The binary and decimal addition and subtraction operations take and use the carry in bit. This allows N-bit or N-digit additions and subtractions.

Instruction Format

Taking the top and bottom ROMs as a single 16-bit wide ROM, here is the instruction format.

RAMwrite (active low)	Asel	Bload (active low)	Aload (active low)	PCincr	ALUop	RAM/ROM address
X	X	X	X	X	XXX	AAAAAAAA

This means that the CPU is already hard-wired to perform certain instructions: we just need to determine which instructions are actually useful. For example:

Load A with constant from ROM	LCA AAAA	10101 xxx xxxxAAAA
Load A from memory	LMA AAAAAAAA	11101 xxx AAAAAAAA
Load B from memory	LMB AAAAAAAA	11011 xxx AAAAAAAA
Store A to memory	SMA AAAAAAAA	00111 101 AAAAAAAA
Store B to memory	SMB AAAAAAAA	00111 110 AAAAAAAA
Put A+B to memory	ADDM AAAAAAAA	00111 000 AAAAAAAA
Put A-B to memory	SUBM AAAAAAAA	00111 001 AAAAAAAA
Jump to ROM address	JMP AAAAAAAA	10110 xxx AAAAAAAA
No operation	NOP	1x111 xxx xxxxxxxx

Example Program

Here is an example program which calculates the first Fibonacci numbers which fit into four bits. The columns shown are: instruction number, instruction, operand, hex encoded instruction, list of active control lines, comment.

00: LCA 1	a801	Aload 		   # Store 1 in locations 0 and 1
01: SMA 0	3d00	RAMwrite ALUpassa 
02: SMA 1	3d01	RAMwrite ALUpassa 
03: LMA 0	e800	Asel Aload 	   # Load RAM location 0 into A
04: LMB 1	d801	Asel Bload 	   # Load RAM location 1 into B
05: ADDM 2	3802	RAMwrite ALUadd    # Add them and store in location 2
06: JCS end	b00c	                   # Result too big, exit the loop
07: LMA 1	e801	Asel Aload 	   # Copy RAM location 1 down to 0
08: SMA 0	3d00	RAMwrite ALUpassa 
09: LMA 2	e802	Asel Aload 	   # Copy RAM location 2 down to 1
0a: SMA 1	3d01	RAMwrite ALUpassa 
0b: JMP loop	b003	                   # Go to instruction 3 to do it again
0c: JMP end	b00c			   # End: do an infinite loop

If you run this in the Logisim version, you can see the last three values of the Fibonacci sequence in the first three RAM locations.

A ROM for an ALU?

Is implementing the ALU with a ROM fair game, or is it breaking the rules? You could argue either way. I could have hunted down a 74LS181 ALU to make the design really authentic. I'd need two more control lines for the five select/mode bits. Anyway, it's still one chip for the ALU, so the choice doesn't have too much of an impact on the design. A ROM also allows the designer to choose what ALU operations can be performed.

Design Changes

The chip count can be reduced. Right now I'm using two 74LS161 chips for the PC, but there is an obsolete 74LS469 chip that could replace both of them. That would bring the chip count down to ten. Next up, replace the two control ROMs with an AT27C1024 64Kx16 ROM chip (the only x16 ROM I could find): that would bring the chip count down to nine. Finally, the A and B registers could be replaced with one CD4508B dual 4-bit register as it has separate load lines: that would bring the chip count down to eight chips.
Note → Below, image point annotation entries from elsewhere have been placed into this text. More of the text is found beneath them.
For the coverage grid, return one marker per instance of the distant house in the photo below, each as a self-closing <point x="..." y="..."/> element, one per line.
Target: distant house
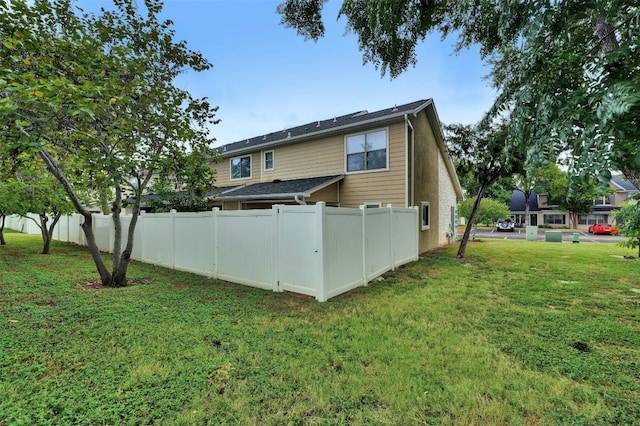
<point x="541" y="213"/>
<point x="396" y="156"/>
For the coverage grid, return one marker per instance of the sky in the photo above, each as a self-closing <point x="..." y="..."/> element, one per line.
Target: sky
<point x="267" y="78"/>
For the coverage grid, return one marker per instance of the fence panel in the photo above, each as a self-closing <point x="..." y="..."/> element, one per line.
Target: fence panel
<point x="157" y="239"/>
<point x="102" y="229"/>
<point x="312" y="250"/>
<point x="343" y="257"/>
<point x="61" y="230"/>
<point x="298" y="250"/>
<point x="246" y="248"/>
<point x="194" y="243"/>
<point x="76" y="234"/>
<point x="378" y="251"/>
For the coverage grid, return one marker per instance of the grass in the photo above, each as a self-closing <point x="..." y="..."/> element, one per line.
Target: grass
<point x="517" y="333"/>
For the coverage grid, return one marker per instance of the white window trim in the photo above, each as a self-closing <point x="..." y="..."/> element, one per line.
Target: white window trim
<point x="386" y="169"/>
<point x="250" y="167"/>
<point x="424" y="227"/>
<point x="273" y="160"/>
<point x="371" y="205"/>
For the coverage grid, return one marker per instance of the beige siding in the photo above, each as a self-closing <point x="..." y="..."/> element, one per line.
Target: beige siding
<point x="325" y="157"/>
<point x="427" y="178"/>
<point x="328" y="195"/>
<point x="387" y="187"/>
<point x="447" y="201"/>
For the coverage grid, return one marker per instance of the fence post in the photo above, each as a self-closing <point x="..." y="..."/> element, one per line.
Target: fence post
<point x="140" y="230"/>
<point x="275" y="215"/>
<point x="321" y="290"/>
<point x="416" y="233"/>
<point x="215" y="211"/>
<point x="173" y="238"/>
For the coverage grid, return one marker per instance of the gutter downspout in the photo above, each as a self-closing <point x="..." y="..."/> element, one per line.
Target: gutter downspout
<point x="412" y="167"/>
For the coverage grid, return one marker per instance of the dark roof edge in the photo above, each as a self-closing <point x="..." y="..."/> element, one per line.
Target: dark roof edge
<point x="313" y="135"/>
<point x="230" y="197"/>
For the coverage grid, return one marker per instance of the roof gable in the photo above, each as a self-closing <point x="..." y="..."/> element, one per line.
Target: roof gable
<point x="321" y="127"/>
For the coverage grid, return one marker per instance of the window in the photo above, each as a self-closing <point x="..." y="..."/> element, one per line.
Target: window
<point x="592" y="219"/>
<point x="367" y="151"/>
<point x="241" y="167"/>
<point x="371" y="205"/>
<point x="424" y="215"/>
<point x="554" y="219"/>
<point x="603" y="201"/>
<point x="269" y="163"/>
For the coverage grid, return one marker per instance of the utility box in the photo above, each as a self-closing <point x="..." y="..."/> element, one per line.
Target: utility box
<point x="553" y="236"/>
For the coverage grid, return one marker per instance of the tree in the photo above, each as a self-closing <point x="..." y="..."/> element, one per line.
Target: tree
<point x="99" y="89"/>
<point x="178" y="191"/>
<point x="482" y="153"/>
<point x="38" y="192"/>
<point x="570" y="194"/>
<point x="566" y="71"/>
<point x="628" y="220"/>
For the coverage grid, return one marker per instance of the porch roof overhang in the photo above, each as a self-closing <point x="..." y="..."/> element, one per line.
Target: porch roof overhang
<point x="278" y="190"/>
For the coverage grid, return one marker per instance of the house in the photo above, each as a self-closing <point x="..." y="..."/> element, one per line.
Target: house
<point x="542" y="213"/>
<point x="396" y="156"/>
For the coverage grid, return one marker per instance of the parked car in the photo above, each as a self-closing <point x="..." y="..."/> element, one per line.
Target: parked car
<point x="506" y="225"/>
<point x="603" y="228"/>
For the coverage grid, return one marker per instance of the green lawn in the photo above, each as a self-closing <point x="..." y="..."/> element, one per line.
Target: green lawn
<point x="517" y="333"/>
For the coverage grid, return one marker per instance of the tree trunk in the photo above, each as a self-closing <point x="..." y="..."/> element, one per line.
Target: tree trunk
<point x="472" y="218"/>
<point x="527" y="194"/>
<point x="123" y="258"/>
<point x="87" y="227"/>
<point x="2" y="219"/>
<point x="46" y="238"/>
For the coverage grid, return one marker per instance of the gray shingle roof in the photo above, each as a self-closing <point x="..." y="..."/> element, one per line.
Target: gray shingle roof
<point x="518" y="205"/>
<point x="281" y="188"/>
<point x="623" y="183"/>
<point x="319" y="127"/>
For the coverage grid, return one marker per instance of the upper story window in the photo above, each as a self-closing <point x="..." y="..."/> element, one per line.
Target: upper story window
<point x="603" y="201"/>
<point x="269" y="160"/>
<point x="241" y="167"/>
<point x="367" y="151"/>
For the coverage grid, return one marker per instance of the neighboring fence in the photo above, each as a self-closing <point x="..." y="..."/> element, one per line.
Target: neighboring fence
<point x="314" y="250"/>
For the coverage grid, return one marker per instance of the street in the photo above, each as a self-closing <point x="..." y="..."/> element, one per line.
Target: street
<point x="520" y="234"/>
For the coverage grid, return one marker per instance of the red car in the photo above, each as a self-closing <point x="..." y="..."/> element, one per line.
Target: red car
<point x="603" y="228"/>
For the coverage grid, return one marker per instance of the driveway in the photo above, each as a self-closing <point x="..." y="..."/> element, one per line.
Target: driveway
<point x="520" y="234"/>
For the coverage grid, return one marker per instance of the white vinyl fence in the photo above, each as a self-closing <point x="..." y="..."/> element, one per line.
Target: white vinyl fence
<point x="314" y="250"/>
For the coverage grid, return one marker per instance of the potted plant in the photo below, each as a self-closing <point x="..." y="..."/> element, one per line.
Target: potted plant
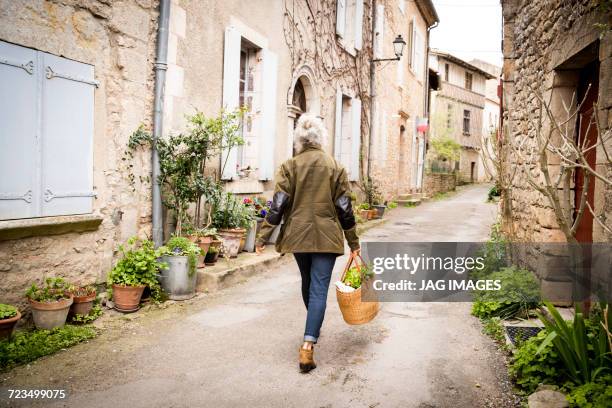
<point x="231" y="218"/>
<point x="179" y="279"/>
<point x="213" y="253"/>
<point x="137" y="269"/>
<point x="50" y="303"/>
<point x="9" y="316"/>
<point x="83" y="298"/>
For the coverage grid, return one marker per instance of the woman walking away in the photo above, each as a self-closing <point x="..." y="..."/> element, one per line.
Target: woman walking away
<point x="312" y="198"/>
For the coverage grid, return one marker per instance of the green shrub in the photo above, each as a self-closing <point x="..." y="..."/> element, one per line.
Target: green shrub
<point x="519" y="293"/>
<point x="596" y="394"/>
<point x="7" y="311"/>
<point x="530" y="369"/>
<point x="26" y="346"/>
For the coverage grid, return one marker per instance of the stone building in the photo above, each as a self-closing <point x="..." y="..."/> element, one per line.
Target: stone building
<point x="76" y="79"/>
<point x="402" y="88"/>
<point x="560" y="51"/>
<point x="458" y="109"/>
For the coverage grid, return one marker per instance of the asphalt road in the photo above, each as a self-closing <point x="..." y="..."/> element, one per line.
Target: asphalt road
<point x="239" y="347"/>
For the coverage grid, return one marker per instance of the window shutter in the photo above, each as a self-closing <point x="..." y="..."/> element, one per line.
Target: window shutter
<point x="380" y="31"/>
<point x="358" y="24"/>
<point x="19" y="197"/>
<point x="340" y="17"/>
<point x="67" y="151"/>
<point x="268" y="118"/>
<point x="355" y="139"/>
<point x="338" y="126"/>
<point x="231" y="93"/>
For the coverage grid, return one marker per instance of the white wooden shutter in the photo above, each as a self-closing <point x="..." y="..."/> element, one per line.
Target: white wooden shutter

I'll probably never do this as I would have to rewire the whole thing!

Design Limitations

It's a Harvard architecture, so instructions and data are separate. There is only direct memory addressing: no pointers, no indexed addressing. The available instructions are determined by the control lines, so there isn't much that you can change. Despite this, we have been able to implement functions, a stack and a sort of recursion.

There is only one carry bit input and output by the ALU; this really limits any shift left/right operations to one bit shifts.